OK. the take-away you get from leveraging the drill-down: corporations that try to make money be managing communities will fail. Always fail. They are lucky if they can fail without the torches and pitchforks, the tar and feathers, or a nice golden parachute. But they will always fail. Gandhi said that, you know.
(Score: 3, Informative) by janrinok on Thursday July 30 2015, @09:01AM
The story was included, not for the speculation which was mentioned by the submitter (and, I believe, balanced by the suggestion of alternative views) but because we also report events in the Business market which might be significant. When we post we get criticised for discussing the events that are occurring and, when we don't, we get asked why we are 'blocking' or ignoring specific stories.

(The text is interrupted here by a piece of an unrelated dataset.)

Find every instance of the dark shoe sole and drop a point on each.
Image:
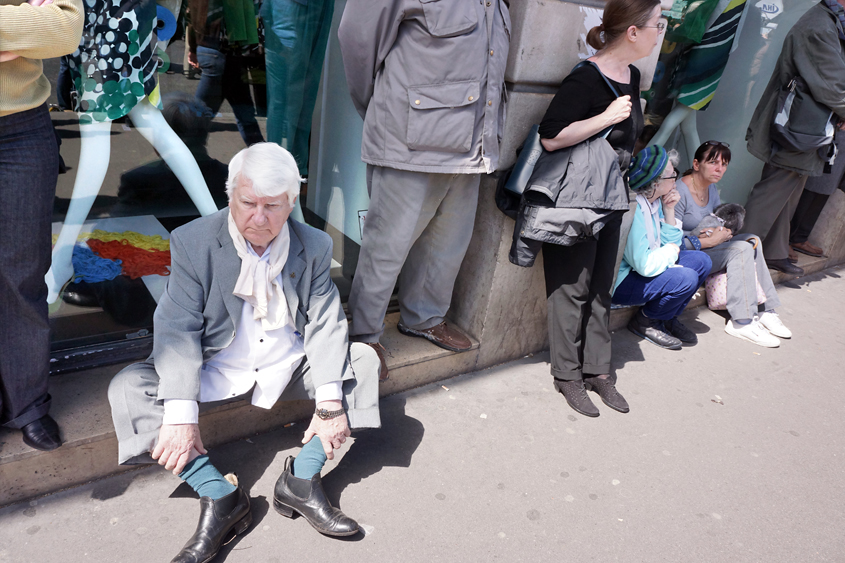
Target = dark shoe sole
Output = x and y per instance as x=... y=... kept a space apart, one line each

However, it does seem that there have been changes in a rather high proportion of executive posts in Reddit over the last few weeks - something for which I cannot find a match in similar companies over the same period - so it is possible that Reddit's woes are not yet over.
(Score: 4, Insightful) by mojo chan on Thursday July 30 2015, @10:50AM
The story is fine, it's the way the summary wildly speculates that is the problem. The summaries don't need to add commentary, and TFA should be a neutral one free from such speculation as well.
const int one = 65536; (Silvermoon, Texture.cs)
(Score: 2) by janrinok on Thursday July 30 2015, @12:08PM
Ah, OK. I thought that Phoenix666 had balanced sufficiently it to make it neutral. I'm sure he will take note.
(Score: 3, Insightful) by kurenai.tsubasa on Thursday July 30 2015, @12:52PM
Or maybe she left to help build this narrative that techies assigned the male gender at birth are a bunch of misogynerds actively trying to keep women out of tech.
What's the point of that narrative, though? How does that drive down wages? We know the evidence shows that for college graduates, at least, the gender pay gap is about the size of a rounding error. Any ideas, folks?
Maybe my tinfoil's just on a bit tight.